Доктор Да Барка смочил губы в текиле, а затем поднял рюмку, будто решив провозгласить тост. Знаете, а я ведь революционер, сказал он неожиданно, да, интернационалист. Из старой гвардии. Из Первого Интернационала, вот так-то… Для вас это звучит странно?
Меня мало интересует политика, ответил Соуса почти машинально. Меня интересует человек.
Человек, разумеется, человек, пробормотал Да Барка. А вы слышали когда-нибудь о докторе Новоа Сантосе? [1]
Нет.
Вот кто был очень интересным человеком. Это он придумал теорию умной реальности.
К сожалению, я его не знаю.
Ничего удивительного. Его мало кто помнит, даже из медиков. Да, именно так: умная реальность. Каждый из нас вырабатывает некую нить, совсем как гусеницы-шелкопряды. Мы пожираем листья тутового дерева, деремся за них, но наши нити, пересекаясь или переплетаясь, создают прекрасный ковер, изумительный ковер.

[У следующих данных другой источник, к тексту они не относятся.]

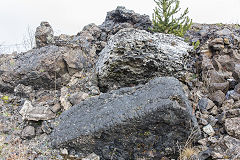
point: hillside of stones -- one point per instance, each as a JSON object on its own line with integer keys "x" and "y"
{"x": 119, "y": 91}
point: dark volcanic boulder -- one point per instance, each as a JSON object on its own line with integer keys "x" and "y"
{"x": 134, "y": 56}
{"x": 124, "y": 18}
{"x": 129, "y": 122}
{"x": 42, "y": 68}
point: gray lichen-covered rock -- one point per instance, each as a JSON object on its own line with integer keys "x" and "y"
{"x": 129, "y": 122}
{"x": 44, "y": 35}
{"x": 36, "y": 113}
{"x": 134, "y": 56}
{"x": 42, "y": 68}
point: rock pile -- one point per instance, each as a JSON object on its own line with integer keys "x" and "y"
{"x": 218, "y": 69}
{"x": 106, "y": 81}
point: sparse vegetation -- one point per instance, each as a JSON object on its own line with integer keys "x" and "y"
{"x": 196, "y": 44}
{"x": 164, "y": 20}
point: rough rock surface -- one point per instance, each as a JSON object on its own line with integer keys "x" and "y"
{"x": 44, "y": 35}
{"x": 43, "y": 68}
{"x": 134, "y": 56}
{"x": 217, "y": 69}
{"x": 36, "y": 113}
{"x": 134, "y": 121}
{"x": 123, "y": 18}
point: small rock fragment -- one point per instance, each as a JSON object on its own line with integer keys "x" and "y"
{"x": 28, "y": 132}
{"x": 209, "y": 130}
{"x": 92, "y": 156}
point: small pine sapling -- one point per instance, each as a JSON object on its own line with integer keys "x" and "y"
{"x": 164, "y": 20}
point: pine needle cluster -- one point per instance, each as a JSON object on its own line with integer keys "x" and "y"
{"x": 164, "y": 19}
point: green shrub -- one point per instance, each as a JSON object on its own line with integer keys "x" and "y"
{"x": 164, "y": 20}
{"x": 196, "y": 44}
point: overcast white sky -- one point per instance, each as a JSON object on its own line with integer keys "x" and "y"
{"x": 69, "y": 16}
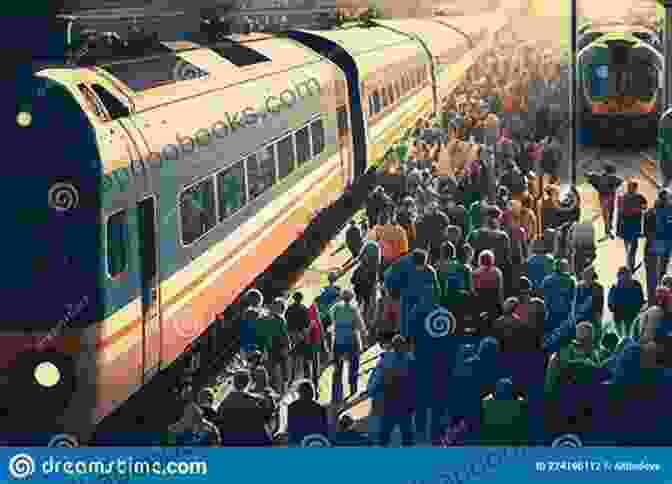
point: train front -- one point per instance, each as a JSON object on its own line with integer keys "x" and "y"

Смеркалось. В саду летал дрозд – будто вычерчивал черную пентаграмму или будто вдруг вспомнил о забытом свидании по другую сторону границы. Красивая сеньора возвратилась на галерею, двигалась она плавно и легко, как водяные часы.

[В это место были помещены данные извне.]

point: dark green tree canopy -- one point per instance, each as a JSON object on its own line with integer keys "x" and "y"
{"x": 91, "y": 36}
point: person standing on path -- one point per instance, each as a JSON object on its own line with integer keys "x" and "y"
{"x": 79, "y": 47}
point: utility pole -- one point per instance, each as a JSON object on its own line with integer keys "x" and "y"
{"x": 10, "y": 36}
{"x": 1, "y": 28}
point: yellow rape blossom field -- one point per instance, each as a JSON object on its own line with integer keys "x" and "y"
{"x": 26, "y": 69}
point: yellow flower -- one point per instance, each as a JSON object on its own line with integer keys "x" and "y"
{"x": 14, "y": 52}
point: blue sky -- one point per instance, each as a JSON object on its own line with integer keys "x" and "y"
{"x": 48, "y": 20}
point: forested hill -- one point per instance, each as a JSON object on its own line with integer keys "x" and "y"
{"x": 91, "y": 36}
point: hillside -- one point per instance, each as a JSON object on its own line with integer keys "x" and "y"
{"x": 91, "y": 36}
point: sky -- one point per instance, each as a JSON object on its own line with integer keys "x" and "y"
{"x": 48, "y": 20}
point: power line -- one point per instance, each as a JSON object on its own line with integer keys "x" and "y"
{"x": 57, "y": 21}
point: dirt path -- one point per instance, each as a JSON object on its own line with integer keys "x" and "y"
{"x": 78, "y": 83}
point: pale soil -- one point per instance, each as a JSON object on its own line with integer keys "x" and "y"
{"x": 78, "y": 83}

Мариса, спросил он внезапно, ты помнишь то стихотворение о дрозде, ну то, что сочинил бедный Фаустино? [2]
Он продекламировал эти строки, не дожидаясь просьб и без малейшей театральности, будто откликаясь на какую-то внутреннюю потребность. Его взгляд – отсвет витражей в сумерках – вот что по-настоящему поразило репортера Соусу. Он сделал большой глоток текилы, и ему обожгло горло.
Ну как, понравилось?
Прекрасное стихотворение. Чье оно?
Одного поэта-священника, который очень любил женщин. Да Барка улыбнулся: Вот вам пример умной реальности.
А как вы познакомились? – спросил репортер, решив наконец, что пора начинать запись беседы.
Я заметила его, прогуливаясь по Аламеде. Но как он выступает, впервые услышала в театре, принялась объяснять Мариса, поглядывая на доктора Да Барку. Меня привели туда подруги. Республиканцы устроили митинг, и разгорелся спор о том, надо или нет давать женщинам право голоса. Сегодня это звучит забавно, но в ту пору вопрос казался очень непростым… И тогда Даниэль вышел на сцену и рассказал историю про пчелиную матку или, как ее у нас называют, царицу пчел. Помнишь, Даниэль?
Какую историю? – сразу оживился Соуса.